Last Friday (the 16th of January) the UK Space Agency held a press conference to announce what it thinks happened to Beagle 2. Using new images taken by NASA’s Mars Reconnaissance Orbiter, it is believed that they have found the lander on Mars’ surface, and these images can be used to possibly better understand why the lander failed.
The background to Beagle 2
Beagle 2 was a lander designed to look for signs of life on Mars. It was named after the Beagle, which famously took Charles Darwin to the Galapagos islands in the 1830s; a voyage which played a key role in Darwin developing his theory of evolution. As the project’s lead-scientist Colin Pillinger explained
HMS Beagle was the ship that took Darwin on his voyage around the world in the 1830s and led to our knowledge about life on Earth making a real quantum leap. We hope Beagle 2 will do the same thing for life on Mars.
Beagle 2 was designed and built by a team of mainly UK-based scientists and engineers, and went to Mars as part of ESA’s Mars Express mission, which left Earth in June 2003 and reached Mars in December of the same year. The Beagle 2 lander was just under 1-metre in diameter, and looked a little like two back-to-back dustbin lids. The intention was for Beagle 2 to land at a location known as Isidis Planatia, a large flat sedimentary basin near Mars’ equator, Upon landing, Beagle 2 would unfold a series of “petals” to deploy its solar panels and scientific instruments. These instruments included a drill to get below the surface of Mars to look for signs of microbial life on the planet.
As the Mars Express mothership approached Mars, the Beagle 2 lander successfully separated on the 19th of December at 8:31 UT. It was meant to land on the surface on the 25th of December, and upon landing it had been programmed to announce its arrival by playing some music composed by Britpop band Blur. However, Beagle 2 never announced its landing and it has always been assumed that it probably crashed into the surface. But, of course, no one has known the reasons for this failure, and it would greatly help future missions if scientists could learn more about why the lander failed to land safely.
The new images taken by the Mars Reconnaissance Orbiter
There are several satellites in orbit about Mars, including ESA’s Mars Express, and these orbiters take images of Mars’ surface. NASA’s Mars Reconnaissance Orbiter, which arrived at Mars in March 2006, has the highest resolution camera of all of the current satellites, a camera known as HiRISE (High Resolution Imaging Science Experiment). Using techniques of adding multiple images together which are slightly offset from each other, HiRISE is able to see detail on the surface down to a size of only 5cm.
HiRISE has already taken images of other probes which have landed on Mars’ surface, namely Vikings 1 and 2 (which landed in the 1970s), and Spirit, Opportunity and the Mars Curiosity Rover. It has been looking for Beagle 2 for the last few years, and Friday’s announcement was to say that they have finally imaged it.

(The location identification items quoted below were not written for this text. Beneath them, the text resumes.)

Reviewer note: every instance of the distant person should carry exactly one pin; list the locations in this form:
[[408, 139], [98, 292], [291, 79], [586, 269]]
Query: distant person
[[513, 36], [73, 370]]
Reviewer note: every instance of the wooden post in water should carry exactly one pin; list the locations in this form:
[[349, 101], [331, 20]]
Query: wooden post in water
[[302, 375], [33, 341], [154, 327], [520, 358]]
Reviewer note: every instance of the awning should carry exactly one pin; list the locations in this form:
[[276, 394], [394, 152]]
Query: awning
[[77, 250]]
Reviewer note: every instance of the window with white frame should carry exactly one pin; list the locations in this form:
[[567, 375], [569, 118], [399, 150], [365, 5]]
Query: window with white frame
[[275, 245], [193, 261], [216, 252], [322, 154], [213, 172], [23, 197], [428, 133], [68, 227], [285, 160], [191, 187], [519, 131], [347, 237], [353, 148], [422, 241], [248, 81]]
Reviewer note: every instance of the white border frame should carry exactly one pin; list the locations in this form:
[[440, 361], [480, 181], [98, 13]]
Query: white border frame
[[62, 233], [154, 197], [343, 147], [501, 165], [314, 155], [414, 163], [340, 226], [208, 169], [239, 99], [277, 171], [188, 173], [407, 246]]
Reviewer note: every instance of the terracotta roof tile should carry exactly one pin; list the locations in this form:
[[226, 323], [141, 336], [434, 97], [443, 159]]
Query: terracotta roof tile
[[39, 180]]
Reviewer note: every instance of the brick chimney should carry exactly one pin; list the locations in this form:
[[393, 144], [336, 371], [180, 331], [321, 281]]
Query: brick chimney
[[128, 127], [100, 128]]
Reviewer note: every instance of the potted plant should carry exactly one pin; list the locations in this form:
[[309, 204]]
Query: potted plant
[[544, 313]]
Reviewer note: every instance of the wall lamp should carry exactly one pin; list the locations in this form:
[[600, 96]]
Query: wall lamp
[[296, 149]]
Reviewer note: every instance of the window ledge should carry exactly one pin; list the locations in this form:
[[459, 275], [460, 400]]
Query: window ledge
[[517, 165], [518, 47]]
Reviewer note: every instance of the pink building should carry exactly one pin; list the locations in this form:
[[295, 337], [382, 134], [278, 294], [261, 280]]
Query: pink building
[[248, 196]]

The image is shown below, from the news story on the BBC website. Although the image is blurry, it shows that Beagle 2 appears to have landed safely on the surface of Mars, and did not crash as had long been thought. Instead, the problem seems to be that not all of the four petals deployed properly; it would seem the third and fourth petals failed to open. This failure would have rendered Beagle 2’s communication system unable to send any signals to announce its presence, as part of it lay below the fourth petal on the base of the lander.
Why the fourth petal failed to open is still a mystery. It may have been due to Beagle 2 suffering some damage upon landing, or the failure of a motor. Whatever the reason, the fact that Beagle 2 did land on Mars rather than crash will come as a great comfort to those who were involved in the project; although to have come so close and for the mission to fail must also be quite frustrating.
ESA plans to send a rover to Mars in 2018, and lessons learnt from Beagle 2’s failure will hopefully ensure that the the ExoMars mission is a success.